I don't think you are. But due to your question in comment 4, I looked at most/all host-deploy code that installs or updates packages. There are many such places, each with it's own set of conditions. Many also check that it's not node, not sure about all. It seems like many/most are configured also by the engine setting optional env keys.

> 
> > 
> > > Doesn't it come baked in the image?
> > 
> > I guess it does now, see bug 1373101 .
> > 
> > This bug moved to MODIFIED a month after bug 1371530 did, so for a month, it
> > didn't.
> > 
> > > On non image hypervisor it make sense to show this, since updates are for
> > > VDSM to 4.1 and all other needed packages.
> > 
> > Any other condition we want to add? Perhaps add some new env var for this,
> > so that user or engine can block installing them in the future/at will?

I also asked that ^^^^^. If you'd have replied "Yes, please add such an option", then ...

> > 
> > Please also consider the current behavior of bug 1405813. There, if central
> > metrics store params are configured, the script configures all hosts that
> > are in state UP with compatibility level >= 4.1. So we assume that all of
> > these already have collectd/fluentd+plugins. If this is optional, it will
> > fail for them. If we do not want it to fail, we have to check their state
> > somehow, perhaps also remember it somewhere, which complicates things.\\
> 
> Why should it fail? These packages are not optional on 4.1.

... it would fail.

So don't? Just check that it's not node?

Comment 8 Yedidyah Bar David 2017-01-31 15:06:07 UTC
BTW, I am pretty certain that we decided that we do want to install collectd/fluentd on 4.0 hosts (perhaps not nodes), and this was also discussed in the context of bug 1405810. IIRC 4.0 and 4.1 will have the same channel, so current bug will not actually happen. Although we still might want to solve it - to not install them on node. Adding also needinfo on ykaul, I think he specifically talked about this too.

Comment 9 Yaniv Kaul 2017-01-31 15:31:40 UTC
(In reply to Yedidyah Bar David from comment #8)
> BTW, I am pretty certain that we decided that we do want to install
> collectd/fluentd on 4.0 hosts (perhaps not nodes), and this was also
> discussed in the context of bug 1405810. IIRC 4.0 and 4.1 will have the same
> channel, so current bug will not actually happen. Although we still might
> want to solve it - to not install them on node. Adding also needinfo on
> ykaul, I think he specifically talked about this too.
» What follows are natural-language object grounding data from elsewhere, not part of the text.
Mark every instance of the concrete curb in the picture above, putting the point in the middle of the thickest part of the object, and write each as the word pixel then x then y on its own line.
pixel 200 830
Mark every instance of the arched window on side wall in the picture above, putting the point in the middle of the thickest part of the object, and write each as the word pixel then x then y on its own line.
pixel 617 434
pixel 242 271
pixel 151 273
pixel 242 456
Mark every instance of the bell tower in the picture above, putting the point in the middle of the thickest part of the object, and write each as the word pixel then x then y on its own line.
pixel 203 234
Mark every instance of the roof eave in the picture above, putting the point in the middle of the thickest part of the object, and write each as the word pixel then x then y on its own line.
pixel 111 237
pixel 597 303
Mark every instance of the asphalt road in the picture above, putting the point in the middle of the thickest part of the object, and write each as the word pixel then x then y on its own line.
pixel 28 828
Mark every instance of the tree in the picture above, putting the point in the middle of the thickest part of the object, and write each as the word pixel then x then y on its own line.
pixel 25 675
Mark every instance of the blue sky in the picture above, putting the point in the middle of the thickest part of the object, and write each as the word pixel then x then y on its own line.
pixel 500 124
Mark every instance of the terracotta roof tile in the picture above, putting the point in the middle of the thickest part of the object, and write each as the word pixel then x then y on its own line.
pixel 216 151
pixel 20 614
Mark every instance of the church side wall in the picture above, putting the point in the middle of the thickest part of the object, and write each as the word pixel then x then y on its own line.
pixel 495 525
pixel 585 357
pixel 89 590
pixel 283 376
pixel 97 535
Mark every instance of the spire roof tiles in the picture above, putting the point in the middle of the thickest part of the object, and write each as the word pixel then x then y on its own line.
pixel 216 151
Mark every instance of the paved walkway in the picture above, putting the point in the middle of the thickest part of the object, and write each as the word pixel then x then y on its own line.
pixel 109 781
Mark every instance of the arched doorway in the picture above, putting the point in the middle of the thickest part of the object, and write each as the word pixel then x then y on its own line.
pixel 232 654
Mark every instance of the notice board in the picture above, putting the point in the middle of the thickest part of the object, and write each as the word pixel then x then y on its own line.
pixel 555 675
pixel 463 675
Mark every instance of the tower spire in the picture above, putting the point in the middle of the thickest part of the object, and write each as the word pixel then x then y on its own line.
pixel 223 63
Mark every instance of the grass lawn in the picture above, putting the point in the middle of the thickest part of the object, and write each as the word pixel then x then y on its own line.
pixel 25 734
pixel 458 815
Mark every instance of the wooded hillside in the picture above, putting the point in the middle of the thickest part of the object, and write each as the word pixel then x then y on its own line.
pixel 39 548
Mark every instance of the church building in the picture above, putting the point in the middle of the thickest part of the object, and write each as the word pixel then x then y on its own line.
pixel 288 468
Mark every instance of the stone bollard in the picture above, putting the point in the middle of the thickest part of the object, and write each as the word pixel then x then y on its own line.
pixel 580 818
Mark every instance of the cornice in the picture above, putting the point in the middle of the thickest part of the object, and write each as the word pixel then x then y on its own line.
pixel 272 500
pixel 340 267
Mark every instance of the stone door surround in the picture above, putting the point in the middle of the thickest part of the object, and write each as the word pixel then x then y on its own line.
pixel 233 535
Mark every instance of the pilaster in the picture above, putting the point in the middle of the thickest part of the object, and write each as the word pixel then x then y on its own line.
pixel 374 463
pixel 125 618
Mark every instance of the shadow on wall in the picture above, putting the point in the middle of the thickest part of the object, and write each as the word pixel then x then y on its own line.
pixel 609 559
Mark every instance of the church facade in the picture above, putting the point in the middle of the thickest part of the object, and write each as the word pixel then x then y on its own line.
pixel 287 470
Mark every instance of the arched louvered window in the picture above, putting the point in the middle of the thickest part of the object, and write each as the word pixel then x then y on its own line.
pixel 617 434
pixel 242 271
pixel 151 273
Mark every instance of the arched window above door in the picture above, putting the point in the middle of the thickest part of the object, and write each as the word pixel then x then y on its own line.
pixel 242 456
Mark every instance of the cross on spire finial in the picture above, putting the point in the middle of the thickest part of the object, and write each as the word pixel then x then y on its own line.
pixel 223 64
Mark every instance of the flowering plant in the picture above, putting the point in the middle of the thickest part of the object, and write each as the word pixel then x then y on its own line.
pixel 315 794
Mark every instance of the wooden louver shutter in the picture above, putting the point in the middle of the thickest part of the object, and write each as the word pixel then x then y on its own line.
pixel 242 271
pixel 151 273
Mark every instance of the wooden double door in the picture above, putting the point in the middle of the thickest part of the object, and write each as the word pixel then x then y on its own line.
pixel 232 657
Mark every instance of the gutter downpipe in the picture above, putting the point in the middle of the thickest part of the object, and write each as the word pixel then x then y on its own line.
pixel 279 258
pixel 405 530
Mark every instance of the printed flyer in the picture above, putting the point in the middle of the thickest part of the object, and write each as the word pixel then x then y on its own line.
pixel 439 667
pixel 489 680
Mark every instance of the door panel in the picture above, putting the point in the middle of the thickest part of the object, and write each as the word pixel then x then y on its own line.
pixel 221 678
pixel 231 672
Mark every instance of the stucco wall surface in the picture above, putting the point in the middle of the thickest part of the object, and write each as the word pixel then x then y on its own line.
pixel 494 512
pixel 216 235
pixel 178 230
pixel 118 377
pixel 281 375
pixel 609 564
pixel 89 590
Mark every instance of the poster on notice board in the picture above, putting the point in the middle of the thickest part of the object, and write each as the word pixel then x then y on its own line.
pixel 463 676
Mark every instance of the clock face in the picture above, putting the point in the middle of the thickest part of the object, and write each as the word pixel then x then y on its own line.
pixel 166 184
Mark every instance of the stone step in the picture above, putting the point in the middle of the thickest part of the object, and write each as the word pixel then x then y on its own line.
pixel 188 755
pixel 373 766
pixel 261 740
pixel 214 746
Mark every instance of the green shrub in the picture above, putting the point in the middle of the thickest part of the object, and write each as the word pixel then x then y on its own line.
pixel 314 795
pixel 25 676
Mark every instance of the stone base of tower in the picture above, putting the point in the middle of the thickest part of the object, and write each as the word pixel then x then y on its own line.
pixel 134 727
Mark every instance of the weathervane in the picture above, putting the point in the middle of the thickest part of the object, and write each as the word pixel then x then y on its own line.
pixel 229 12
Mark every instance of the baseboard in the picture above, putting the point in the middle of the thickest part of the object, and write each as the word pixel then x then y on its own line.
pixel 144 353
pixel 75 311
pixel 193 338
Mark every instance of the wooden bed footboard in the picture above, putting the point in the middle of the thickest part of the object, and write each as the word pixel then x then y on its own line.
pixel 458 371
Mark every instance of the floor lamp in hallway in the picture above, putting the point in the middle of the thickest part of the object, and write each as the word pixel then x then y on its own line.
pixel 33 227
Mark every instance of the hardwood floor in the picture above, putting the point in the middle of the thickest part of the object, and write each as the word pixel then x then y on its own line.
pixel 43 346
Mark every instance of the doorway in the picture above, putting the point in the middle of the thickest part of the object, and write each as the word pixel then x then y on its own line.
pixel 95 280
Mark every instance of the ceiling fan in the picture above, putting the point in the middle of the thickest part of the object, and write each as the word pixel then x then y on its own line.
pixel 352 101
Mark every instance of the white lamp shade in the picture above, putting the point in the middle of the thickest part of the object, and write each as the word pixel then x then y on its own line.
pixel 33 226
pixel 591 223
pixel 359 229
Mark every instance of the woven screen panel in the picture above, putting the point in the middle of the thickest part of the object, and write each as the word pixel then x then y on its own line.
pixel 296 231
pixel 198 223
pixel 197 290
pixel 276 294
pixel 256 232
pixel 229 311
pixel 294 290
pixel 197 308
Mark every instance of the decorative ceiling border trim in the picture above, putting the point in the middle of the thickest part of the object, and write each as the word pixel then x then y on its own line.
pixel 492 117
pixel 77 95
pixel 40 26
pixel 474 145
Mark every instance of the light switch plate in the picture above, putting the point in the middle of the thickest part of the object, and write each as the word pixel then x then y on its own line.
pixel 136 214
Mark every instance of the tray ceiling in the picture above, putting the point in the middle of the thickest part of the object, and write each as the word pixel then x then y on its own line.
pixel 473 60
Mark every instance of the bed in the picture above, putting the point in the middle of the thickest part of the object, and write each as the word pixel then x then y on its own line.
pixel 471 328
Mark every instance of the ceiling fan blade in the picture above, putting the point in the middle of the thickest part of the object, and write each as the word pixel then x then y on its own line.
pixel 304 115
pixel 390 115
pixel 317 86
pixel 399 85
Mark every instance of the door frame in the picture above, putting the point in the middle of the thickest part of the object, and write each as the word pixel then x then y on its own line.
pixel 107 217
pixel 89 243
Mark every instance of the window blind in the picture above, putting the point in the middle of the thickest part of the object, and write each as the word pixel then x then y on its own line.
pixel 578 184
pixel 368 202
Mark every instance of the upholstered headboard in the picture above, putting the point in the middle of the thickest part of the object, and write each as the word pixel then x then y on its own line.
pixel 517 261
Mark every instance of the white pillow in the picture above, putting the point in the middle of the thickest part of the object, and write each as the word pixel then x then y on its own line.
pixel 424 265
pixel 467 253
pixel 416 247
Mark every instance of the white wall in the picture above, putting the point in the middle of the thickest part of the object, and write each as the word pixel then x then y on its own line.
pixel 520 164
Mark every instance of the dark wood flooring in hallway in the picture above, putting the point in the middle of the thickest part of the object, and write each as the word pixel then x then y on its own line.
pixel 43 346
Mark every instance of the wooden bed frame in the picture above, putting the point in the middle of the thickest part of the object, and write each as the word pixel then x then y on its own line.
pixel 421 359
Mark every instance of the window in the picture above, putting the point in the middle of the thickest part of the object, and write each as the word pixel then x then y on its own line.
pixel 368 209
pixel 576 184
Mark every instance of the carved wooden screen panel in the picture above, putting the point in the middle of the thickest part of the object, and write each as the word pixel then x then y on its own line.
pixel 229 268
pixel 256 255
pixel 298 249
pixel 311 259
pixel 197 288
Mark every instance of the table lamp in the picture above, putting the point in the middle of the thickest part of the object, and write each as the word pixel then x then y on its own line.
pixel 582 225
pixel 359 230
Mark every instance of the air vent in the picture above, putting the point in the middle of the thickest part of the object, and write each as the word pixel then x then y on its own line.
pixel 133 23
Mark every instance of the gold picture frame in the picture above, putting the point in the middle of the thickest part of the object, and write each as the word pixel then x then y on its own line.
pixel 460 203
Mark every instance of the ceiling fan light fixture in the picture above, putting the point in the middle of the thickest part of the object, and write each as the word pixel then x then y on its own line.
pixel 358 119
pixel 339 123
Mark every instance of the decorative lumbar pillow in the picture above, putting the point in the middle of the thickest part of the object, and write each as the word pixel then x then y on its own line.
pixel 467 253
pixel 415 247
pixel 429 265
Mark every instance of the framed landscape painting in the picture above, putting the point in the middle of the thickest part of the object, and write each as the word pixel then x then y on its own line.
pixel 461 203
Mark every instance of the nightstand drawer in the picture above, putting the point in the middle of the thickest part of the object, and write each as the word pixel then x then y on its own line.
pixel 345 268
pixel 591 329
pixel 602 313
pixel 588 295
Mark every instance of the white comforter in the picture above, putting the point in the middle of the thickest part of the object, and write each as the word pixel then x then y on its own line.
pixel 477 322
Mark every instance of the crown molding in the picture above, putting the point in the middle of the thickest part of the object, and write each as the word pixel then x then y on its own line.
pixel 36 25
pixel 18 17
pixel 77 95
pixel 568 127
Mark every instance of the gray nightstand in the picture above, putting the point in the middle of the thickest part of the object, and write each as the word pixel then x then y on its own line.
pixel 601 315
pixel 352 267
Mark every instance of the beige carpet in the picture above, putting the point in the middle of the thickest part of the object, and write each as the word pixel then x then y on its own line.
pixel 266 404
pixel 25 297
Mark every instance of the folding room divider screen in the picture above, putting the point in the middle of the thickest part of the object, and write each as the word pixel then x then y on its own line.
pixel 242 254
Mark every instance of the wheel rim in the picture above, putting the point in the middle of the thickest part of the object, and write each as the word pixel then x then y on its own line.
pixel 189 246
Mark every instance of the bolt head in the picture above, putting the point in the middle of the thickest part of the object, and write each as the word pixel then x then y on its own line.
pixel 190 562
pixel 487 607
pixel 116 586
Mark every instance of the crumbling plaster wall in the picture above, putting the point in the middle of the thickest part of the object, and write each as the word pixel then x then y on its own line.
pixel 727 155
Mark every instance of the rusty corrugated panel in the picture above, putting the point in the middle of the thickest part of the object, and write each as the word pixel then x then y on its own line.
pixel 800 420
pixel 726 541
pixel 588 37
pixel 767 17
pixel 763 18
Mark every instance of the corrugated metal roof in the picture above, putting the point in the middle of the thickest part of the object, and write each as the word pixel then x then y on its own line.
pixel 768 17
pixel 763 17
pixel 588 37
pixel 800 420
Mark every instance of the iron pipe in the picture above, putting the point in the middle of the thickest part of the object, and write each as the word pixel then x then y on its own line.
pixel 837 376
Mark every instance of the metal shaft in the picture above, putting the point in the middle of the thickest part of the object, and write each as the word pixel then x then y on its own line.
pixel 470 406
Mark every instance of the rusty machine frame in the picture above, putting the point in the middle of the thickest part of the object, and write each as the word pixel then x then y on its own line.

That was my understanding as well.
1. I'm not sure we wish to support adding ovirt-node 4.*0* to 4.1 setups. If you have one - great, it'll work. Reinstalling or installing should be with 4.1 already.
2. Same with regular hosts - they share the channel, so they will get automagically VDSM 4.1, for example.

Comment 10 Yedidyah Bar David 2017-02-02 09:45:01 UTC
Following above comments and some internal discussion, closing this bug.

A 4.1 engine+host-deploy should not be used to update a 4.0 host/node inside 4.0.z, and in RHV also cannot be (as they use the same channel).

Also, I am pretty certain that under certain conditions, other packages can cause similar errors, as the code currently never checks if we are NODE, only if we are OVIRT_VINTAGE_NODE.

Please reopen if relevant.